The quest has filled a room at his Kahala home with files and charts that he calls his “war room.”
Some governmental
agencies used to push back against the sometimes cantankerous former Navy chief petty officer and his goal to update Punchbowl unknown graves with ship information or seek disinterment when he provided identifying
information.
But now they acknowledge his role in helping bring greater awareness to the
sacrifices made 76 years ago.
The University of Washington at a Veterans Day ceremony today is giving Emory its Distinguished Alumni
Veteran Award.
“Ray’s persevering efforts in helping to identify the unknowns buried at Punchbowl have been his most fervent act of servitude to his fellow veterans,” said Jessie Higa, a local historian who has worked with Emory.

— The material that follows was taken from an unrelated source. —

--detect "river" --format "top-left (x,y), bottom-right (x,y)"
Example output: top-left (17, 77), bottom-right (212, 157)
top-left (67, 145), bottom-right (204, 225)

On the morning of Dec. 7, 1941, Emory was on his ship, the light cruiser USS Honolulu, and firing back at enemy planes with a .50-caliber machine gun at one of the best sighting spots in the harbor.
He remembers one Japanese plane that was hit by something that stopped it in midair and caused it to explode as its prop kept spinning through the air.
He still has the shell casing from the first round he fired. “Don’t ask me why I even bent over and picked it up off the deck to begin with,” he said with a laugh.
Decades later, using military records, Emory determined the identity of 27 men killed on the USS Oklahoma who were buried as unknowns at Punchbowl. In 2003 a casket was disinterred that contained commingled remains.
The Pentagon positively identified five men. But incomplete sets of bones of more than 100 others also were found, complicating further identifications until all the remains were recovered.
In 2015 the Pentagon announced that it was taking the unprecedented step of exhuming all of the Oklahoma’s remaining 388 crew members.
In a Distinguished Public Service Award, the Defense POW/MIA Accounting Agency, which searches for, recovers and identifies missing American war dead, said, “Without Mr. Emory’s efforts on behalf of his fellow sailors, their families and the nation, the USS Oklahoma unknowns might still be buried in the
National Memorial Cemetery of the Pacific.”
Emory proposed disinterments that also led to identifications from the USS Curtiss, Pennsylvania and
Sicard, the agency said.
Next up for disinterment and identification are unknowns from the USS California. The agency said the X-1 Nuuanu case is associated with that battleship.
One of the identified Oklahoma sailors, 18-year-old Robert Monroe Temple, was reburied in July at Punchbowl with new identifying information. His brother, Jim, now 88, came in from O’Fallon, Mo., for the internment.
“Mr. Emory, who got this started, I thank him dearly,” Temple said.